I’m happy with what I have in life, but i’m really really struggling, I have so much responsibility and i’m doing it without being rested. My last good nights sleep was about a year ago, when I spent the night at my mothers house, it’s impossible for me to do that again.
I don’t know why i’m writing this, i’m so exhausted that I cannot think straight and I can’t even go to bed yet and I got disturbed while writing this despite it being the early hours of the morning.
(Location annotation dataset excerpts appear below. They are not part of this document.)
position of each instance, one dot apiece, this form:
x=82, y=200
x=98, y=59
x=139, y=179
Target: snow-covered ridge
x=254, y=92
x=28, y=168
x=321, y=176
I’m just really hoping that the outcome of my carers assessment is something that helps. Respite care is out of the question after what happened with social care, one of my children has to know where i’m going, who with, when i’ll be back, and interrupts every phonecall to find out who i’m talking to because they are terrified of social care coming back and harming them again, so has the need to know that i’m not talking to them, and that I am coming back and they aren’t going to get taken away.
They had 6 sessions of counselling, they struggled to engage as they didn’t get to the point where they could let their guard down, and it didn’t help at all.
I love that child so much, today they have done x, y, and z, which really made me smile, we went on a walk together earlier and that was fun, they were talking incessantly about a, b, and c, which they are just so excited about. I’m grinning as I write this bit as kid is just so bloody awesome, not to mention that thing that child did that I bragged to professional 1 about, and professional 2, and absolutely everyone else, that was amazing. And what child did earlier on.
It’s also Tuesday so it’s now less than a week until that legal thing i’ve got going on, really not looking forward to that, very very nervous, i’ve never sworn an oath before and I feel very overwhelmed. That is related to what happened with social care..
However, not everyone acts how ECC and their employees act, so there is absolutely no need to share it on here, things were sorted to my satisfaction and there is absolutely no need to write about it as it’s not anyone’s business but those involved.
So not only do I have the day to day things that are involved with looking after my children, I still have the other things to deal with that are a part of real life, i’m just so tired and exhausted and i’m scared i’m going to get seriously ill because of it, but i’d still have to carry on because there isn’t another option.
I have to have an operation and i’m terrified, not so much for the operation as i’ll be asleep, but for the recovery time and they say i’ll have to spend a night in hospital which is not a good thing. I could sign myself out against medical advice, I do have form for that already, but my children are older now and would be worried about me if they knew I was only out of hospital so soon because I signed myself out.
I’ve just never seen the point of recovering in hospital when all you are doing is laying there when you could do the exact same thing at home. If you are in hospital because you are poorly, then it’s different, but with an operation you feel awake the moment they wake you up and all you are doing is laying there for a whole day.
I don’t see why I cannot do that at home, recovery should be not too bad, i’ll be in pain but as long as I don’t exert myself or do something really stupid, i’ll be okay, driving should be okay after a few days as long as I can turn my head, so I cannot understand why I can’t get out the same day
I have no idea why i’m writing this, it’s probably just a load of rambling nonsense written by someone who is very tired, it’s my blog so I can post what I want though.
My children are terrific though, they are strong as heck as well to have gone through what they went through and still be fighting, they don’t give up and i’m so proud of all of them.